My work isn’t really about big gestures. Occasionally I’ll do something that’s a solid, identifiable stamp of something. Céline was like that with the blue eye. And that came from Phoebe—she liked the blue eye. She liked the red lip. And sometimes she liked them both. But the interesting thing is that we did that makeup on less than a quarter of the girls at the show. Most of them had no makeup on. So it just popped up. And that feeds into what I said before—makeup is ephemeral. It is transparent, it is temporary. That’s how I feel about my work—it’s just a temporary condition. And I don’t think it’s possible to have a complete vision in such a temporary medium. Makeup doesn’t exist until someone’s face. You fuck it up but it washes off. Everyone has 10 minutes to wait, so I take it off and start again.
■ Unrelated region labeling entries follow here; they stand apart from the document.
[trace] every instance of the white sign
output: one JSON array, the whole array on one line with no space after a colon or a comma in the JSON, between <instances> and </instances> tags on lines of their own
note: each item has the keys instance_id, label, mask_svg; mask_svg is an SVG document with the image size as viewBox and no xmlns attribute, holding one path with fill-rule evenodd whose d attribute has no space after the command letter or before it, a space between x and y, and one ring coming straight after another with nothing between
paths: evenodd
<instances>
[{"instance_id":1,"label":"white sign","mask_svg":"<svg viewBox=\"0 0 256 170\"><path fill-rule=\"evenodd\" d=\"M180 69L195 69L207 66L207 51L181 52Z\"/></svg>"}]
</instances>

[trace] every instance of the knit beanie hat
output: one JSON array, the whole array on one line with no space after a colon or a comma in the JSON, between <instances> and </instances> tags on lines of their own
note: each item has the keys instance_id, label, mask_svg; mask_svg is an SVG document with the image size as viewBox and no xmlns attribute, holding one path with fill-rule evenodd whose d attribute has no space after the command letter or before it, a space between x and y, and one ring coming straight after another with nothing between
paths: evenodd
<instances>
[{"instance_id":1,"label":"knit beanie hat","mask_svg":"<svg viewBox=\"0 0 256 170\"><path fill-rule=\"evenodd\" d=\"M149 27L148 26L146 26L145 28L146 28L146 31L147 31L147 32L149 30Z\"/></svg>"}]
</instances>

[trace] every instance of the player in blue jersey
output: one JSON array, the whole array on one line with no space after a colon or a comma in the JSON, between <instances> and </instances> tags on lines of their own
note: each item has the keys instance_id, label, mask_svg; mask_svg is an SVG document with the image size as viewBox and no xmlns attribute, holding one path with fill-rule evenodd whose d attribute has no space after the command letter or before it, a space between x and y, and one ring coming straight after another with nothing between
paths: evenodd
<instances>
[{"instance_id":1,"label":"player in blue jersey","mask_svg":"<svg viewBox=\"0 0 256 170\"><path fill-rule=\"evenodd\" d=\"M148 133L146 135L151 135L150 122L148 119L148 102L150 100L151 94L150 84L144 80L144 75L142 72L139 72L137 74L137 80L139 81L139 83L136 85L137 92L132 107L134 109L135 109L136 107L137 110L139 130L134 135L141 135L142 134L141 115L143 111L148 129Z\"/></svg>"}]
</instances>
As a makeup artist, you should be able to do everything. You may not have to do everything, but you should be able to. You will never have to create the Peggy Moffitt eye with four pairs of false eyelashes, but you should be able to—because it’s what we do. You have that reserve of information and knowledge and hopefully frames of reference and understanding of at least some aspects of beauty and makeup history. Get a membership to the Met or the New Museum. Or the Whitney. You should be seeing everything. Films, sculpture, and great art. Have range and also keep moving. Never have an idle hand. Draw. If you’re not doing makeup, you should be drawing. You should be writing. A hand should always be mobile, should always be fluid. I just did it until I figured it out. Until I got it right.”

—as told to ITG

Dick Page photographed by Tom Newton in New York City.